Yahya Abdul-Mateen II Leads Man On Fire (2026) in Rio
Netflix’s man on fire puts Yahya Abdul-Mateen II in the John Creasy role for a six-part series set in Rio de Janeiro. The move shifts AJ Quinnell’s 1980 thriller into a new setting and a more serious register, with the lead built around trauma rather than the older revenge-thriller template.
Yahya Abdul-Mateen II in Rio
Yahya Abdul-Mateen II plays Creasy in the Netflix adaptation, taking over a part previously associated with Scott Glenn in the 1987 film and Denzel Washington in the 2004 version. That history gives the project instant recognition, but the new production is not replaying the same beats: this version sends Creasy to Rio de Janeiro after a former colleague invites him there to rebuild his career.

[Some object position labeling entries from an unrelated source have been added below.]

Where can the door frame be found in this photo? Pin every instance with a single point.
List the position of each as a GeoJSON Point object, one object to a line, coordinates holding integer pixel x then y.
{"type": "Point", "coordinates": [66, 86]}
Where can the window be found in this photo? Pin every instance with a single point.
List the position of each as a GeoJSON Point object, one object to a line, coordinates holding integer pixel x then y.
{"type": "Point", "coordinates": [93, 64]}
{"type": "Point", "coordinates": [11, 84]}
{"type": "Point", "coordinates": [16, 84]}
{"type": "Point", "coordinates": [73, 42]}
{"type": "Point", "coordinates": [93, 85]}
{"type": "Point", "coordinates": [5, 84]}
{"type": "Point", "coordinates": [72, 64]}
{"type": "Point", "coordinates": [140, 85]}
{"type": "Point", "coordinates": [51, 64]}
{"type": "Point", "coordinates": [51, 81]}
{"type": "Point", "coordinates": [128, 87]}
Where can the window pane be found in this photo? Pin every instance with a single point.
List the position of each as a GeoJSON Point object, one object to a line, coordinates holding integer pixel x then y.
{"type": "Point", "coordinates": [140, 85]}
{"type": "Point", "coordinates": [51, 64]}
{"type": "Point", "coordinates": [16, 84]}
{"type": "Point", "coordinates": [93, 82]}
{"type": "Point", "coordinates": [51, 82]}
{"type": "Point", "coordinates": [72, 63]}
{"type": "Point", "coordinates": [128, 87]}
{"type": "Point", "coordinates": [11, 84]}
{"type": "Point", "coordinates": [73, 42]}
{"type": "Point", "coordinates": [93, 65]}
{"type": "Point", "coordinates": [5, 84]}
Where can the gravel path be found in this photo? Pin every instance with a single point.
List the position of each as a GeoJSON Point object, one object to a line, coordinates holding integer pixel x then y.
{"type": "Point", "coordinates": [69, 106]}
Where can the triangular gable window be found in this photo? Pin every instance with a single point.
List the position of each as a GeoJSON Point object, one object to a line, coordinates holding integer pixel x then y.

Rio is not just a change of scenery. In this series, Creasy is haunted by a special forces mission that went badly wrong years ago, and post-traumatic stress disorder has left him unemployed and alone. The character tries to kill himself soon after he is introduced, which pushes the story away from the swagger of earlier action versions and toward something bleaker and more exposed.
Billie Boullet as Poe
Billie Boullet plays Poe, who becomes Creasy’s emotional salvation in this six-part series. Poe is a young adult here rather than a child, and that change alters the relationship at the center of the story while keeping the revenge engine intact. Creasy goes after the bad guys whose bomb killed Poe’s family.
The shift to a six-part format suggests a tighter, more serialized approach than a single feature film could sustain. It also gives the series room to lean into the broken-state lead character before the plot turns toward retaliation, which is a cleaner fit for streaming than the earlier movie versions.
1980, 1987, 2004
AJ Quinnell’s 1980 novel has already been adapted twice, first in 1987 and again in 2004, so this version enters a property with clear screen history. The new take is not built on novelty alone; it is built on contrast, replacing the older, more action-forward framing with a sadder and more serious one.
review called Abdul-Mateen II “formidable” and described the approach this way: “what if we kept the core idea but made it less silly and fun, more sad and serious?” That line captures the production’s commercial bet as well as its creative one: the series is leaning on a known title, but selling a tonal reset rather than a remake-by-numbers.
For viewers, the practical takeaway is simple. man on fire is the version built around Yahya Abdul-Mateen II, Rio de Janeiro, and a damaged Creasy who is defined by failure before he ever turns to revenge. If earlier adaptations sold the property as action, this one is positioning it as grief-driven thriller television.